Google Bigtable: A Distributed Storage System for Structured Data

Understand Bigtable end-to-end: sparse data model, tablet assignment and lookup (root→metadata→user), Chubby coordination, GFS/SSTables, compactions, caching, Bloom filters, commit logs, and recovery.

Bigtable is a distributed storage system developed by Google to manage structured data at Google. It has achieved several goals: wide applicability, scalability, high-performance and high availability. It’s used by critical Google products and projects, including Google Analytics, Google Finance, Orkut, Personalized Search, Writely, and Google Earth.

Disclaimer: This post summarizes the 2006 paper Bigtable: A Distributed Storage System for Structured Data. Some details are dated; treat this as a historical reference.

A Bigtable is a sparse, distributed, persistent tables, each of which is a sorted key-value map.

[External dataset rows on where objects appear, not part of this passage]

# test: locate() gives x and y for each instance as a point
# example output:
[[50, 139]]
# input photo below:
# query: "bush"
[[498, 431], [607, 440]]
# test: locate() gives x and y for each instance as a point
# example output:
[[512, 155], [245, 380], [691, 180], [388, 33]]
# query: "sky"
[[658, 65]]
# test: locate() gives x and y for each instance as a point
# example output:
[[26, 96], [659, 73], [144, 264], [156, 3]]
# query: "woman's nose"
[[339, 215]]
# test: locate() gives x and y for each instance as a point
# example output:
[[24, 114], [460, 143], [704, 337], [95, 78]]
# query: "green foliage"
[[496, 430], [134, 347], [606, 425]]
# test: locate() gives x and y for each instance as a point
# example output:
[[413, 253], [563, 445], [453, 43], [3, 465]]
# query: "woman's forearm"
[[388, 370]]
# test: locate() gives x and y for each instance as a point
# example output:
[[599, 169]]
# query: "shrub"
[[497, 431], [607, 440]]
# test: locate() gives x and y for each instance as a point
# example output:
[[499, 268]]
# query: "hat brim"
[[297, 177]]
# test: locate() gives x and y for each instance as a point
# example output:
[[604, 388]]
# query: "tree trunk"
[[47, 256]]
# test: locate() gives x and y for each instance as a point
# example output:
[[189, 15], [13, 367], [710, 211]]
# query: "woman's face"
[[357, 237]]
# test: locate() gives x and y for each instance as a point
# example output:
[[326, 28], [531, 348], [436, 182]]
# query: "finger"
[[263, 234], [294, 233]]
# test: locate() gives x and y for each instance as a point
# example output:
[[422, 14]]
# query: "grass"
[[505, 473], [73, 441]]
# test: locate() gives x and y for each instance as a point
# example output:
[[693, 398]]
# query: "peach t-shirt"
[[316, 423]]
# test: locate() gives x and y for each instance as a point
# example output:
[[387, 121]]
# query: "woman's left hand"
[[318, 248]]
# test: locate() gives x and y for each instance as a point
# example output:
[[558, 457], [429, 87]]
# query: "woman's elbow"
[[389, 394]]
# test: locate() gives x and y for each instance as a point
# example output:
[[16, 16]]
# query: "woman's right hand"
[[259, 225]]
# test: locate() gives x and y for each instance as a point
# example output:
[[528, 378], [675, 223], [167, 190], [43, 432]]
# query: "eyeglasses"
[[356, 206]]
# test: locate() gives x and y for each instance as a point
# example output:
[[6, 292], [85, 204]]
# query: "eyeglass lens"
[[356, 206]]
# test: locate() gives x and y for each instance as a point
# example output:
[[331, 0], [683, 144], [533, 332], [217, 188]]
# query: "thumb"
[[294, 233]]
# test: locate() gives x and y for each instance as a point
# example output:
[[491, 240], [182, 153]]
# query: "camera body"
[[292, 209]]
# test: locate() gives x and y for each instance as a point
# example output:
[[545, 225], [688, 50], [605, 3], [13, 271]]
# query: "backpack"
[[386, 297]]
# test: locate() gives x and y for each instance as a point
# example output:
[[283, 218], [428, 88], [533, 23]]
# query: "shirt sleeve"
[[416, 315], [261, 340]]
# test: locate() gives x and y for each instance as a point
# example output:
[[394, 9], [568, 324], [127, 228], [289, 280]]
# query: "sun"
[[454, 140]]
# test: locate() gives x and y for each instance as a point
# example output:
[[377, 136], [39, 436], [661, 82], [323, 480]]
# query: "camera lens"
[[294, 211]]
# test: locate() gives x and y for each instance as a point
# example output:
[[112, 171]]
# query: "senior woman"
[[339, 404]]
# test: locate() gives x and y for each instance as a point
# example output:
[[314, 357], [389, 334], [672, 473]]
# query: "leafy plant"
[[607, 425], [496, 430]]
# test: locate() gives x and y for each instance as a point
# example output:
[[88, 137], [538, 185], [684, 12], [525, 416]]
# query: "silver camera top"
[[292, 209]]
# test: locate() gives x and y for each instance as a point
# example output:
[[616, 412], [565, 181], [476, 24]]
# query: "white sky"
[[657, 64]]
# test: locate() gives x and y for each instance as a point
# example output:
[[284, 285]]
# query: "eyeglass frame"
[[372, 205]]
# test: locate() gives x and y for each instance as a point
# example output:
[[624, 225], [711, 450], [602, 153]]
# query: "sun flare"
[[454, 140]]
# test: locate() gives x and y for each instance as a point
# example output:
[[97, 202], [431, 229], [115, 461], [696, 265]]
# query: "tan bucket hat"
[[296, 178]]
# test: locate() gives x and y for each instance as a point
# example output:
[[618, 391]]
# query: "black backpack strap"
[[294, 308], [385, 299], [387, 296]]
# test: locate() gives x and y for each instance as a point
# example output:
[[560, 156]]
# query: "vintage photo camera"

II. Data model — reference figure 1
.

  • Bigtable stores data in rows, each representing a single entity identified by a unique string key (up to 64 KB, though typically much smaller).
  • Each row contains multiple columns, organized into column families. A column is named using the format family:qualifier
    • Note that the column family must be defined up front (and are relatively few), but within a family you can have any number of columns.
    • Each row can have completely different columns, as long as they share the predefined families
    • Each column family is stored separately (in its own file) → retrieving one family doesn’t drag in data from others.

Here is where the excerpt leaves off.